The black-and-white film starred S. Soekarti, A.B. Rachman, R. Abdullah, S. Thalib, N. Ismail, Rochani, Lena, and M. Sani. Soekarti had no previous acting experience, whereas her on-screen romantic partner A.B. Rachman had previously acted in theatre. The marketing for Melati van Agam only focused on Soekarti's background, underplaying Rachman's. Cinematography was handled by I. Ch. Chua, whilst kroncong musician M. Sardi provided the music.

==Release and reception==
Melati van Agam was released in late 1940. A review in the Medan-based De Sumatra Post praised Soekarti's performance as Norma, saying she "appears to have great talents." (Note: Original: "... die groote talenten blijkt te hebben.")

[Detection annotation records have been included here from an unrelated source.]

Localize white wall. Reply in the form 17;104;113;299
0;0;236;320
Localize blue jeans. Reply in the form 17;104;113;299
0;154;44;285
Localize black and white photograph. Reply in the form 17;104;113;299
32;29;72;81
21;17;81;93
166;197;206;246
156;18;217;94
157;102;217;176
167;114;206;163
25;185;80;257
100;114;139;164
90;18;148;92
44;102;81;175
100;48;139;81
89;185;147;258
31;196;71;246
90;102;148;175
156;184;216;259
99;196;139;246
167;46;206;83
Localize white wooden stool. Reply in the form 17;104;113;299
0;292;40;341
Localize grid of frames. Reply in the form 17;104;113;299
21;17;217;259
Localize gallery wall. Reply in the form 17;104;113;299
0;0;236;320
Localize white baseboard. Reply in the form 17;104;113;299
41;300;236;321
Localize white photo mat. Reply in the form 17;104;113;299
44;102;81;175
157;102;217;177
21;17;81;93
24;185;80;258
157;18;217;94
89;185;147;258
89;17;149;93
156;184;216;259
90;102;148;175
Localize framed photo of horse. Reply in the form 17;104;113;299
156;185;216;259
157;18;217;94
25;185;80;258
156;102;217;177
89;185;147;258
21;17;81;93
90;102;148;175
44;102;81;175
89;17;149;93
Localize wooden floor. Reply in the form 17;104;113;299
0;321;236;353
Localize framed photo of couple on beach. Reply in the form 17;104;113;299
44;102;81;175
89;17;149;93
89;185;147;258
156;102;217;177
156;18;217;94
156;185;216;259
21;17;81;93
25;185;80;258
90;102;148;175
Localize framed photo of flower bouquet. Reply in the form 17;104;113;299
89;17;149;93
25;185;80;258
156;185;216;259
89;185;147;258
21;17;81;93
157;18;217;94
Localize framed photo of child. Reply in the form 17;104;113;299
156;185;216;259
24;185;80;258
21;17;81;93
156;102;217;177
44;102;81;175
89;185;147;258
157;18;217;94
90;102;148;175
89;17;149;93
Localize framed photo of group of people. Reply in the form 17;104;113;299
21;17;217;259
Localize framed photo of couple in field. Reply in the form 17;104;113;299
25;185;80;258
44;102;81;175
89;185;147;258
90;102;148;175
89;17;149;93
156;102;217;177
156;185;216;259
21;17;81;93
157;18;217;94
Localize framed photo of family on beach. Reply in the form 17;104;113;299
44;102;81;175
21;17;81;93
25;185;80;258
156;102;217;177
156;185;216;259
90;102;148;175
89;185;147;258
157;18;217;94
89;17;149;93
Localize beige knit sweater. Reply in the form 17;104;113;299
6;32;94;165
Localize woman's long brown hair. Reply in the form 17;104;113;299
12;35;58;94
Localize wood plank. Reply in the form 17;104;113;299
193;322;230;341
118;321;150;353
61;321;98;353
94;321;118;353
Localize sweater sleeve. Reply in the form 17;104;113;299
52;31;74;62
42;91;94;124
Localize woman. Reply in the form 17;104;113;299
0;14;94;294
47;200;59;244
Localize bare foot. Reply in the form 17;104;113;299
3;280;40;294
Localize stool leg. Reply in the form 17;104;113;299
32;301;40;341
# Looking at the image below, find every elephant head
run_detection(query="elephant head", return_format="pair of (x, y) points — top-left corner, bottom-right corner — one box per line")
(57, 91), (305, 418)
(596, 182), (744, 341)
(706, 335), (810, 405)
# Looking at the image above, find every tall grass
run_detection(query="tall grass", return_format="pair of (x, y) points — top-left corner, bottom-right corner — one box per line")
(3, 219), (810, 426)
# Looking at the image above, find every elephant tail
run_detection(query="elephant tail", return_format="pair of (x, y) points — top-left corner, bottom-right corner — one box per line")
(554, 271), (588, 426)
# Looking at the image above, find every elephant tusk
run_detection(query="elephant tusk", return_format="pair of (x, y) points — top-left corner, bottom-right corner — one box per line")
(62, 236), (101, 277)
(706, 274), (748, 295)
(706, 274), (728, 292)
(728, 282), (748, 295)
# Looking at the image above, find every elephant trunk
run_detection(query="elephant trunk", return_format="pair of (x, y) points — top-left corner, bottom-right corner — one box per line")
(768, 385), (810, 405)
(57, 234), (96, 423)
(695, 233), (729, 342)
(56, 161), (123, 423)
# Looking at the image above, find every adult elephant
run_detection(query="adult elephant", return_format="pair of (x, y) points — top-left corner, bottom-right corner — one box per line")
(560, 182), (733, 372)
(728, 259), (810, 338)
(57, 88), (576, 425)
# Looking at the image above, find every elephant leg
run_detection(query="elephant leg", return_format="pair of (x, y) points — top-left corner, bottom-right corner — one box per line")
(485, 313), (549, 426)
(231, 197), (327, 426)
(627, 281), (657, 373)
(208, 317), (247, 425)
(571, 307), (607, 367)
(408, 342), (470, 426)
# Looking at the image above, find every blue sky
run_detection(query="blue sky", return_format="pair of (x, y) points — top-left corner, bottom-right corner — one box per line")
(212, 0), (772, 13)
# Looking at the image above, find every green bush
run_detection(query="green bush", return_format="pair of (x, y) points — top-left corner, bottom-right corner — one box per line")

The film is likely lost. The American visual anthropologist Karl G. Heider writes that all Indonesian films from before 1950 are lost. However, JB Kristanto's Katalog Film Indonesia (Indonesian Film Catalogue) records several as having survived at Sinematek Indonesia's archives, and Indonesian film historian Misbach Yusa Biran writes that several Japanese propaganda films have survived at the Netherlands Government Information Service.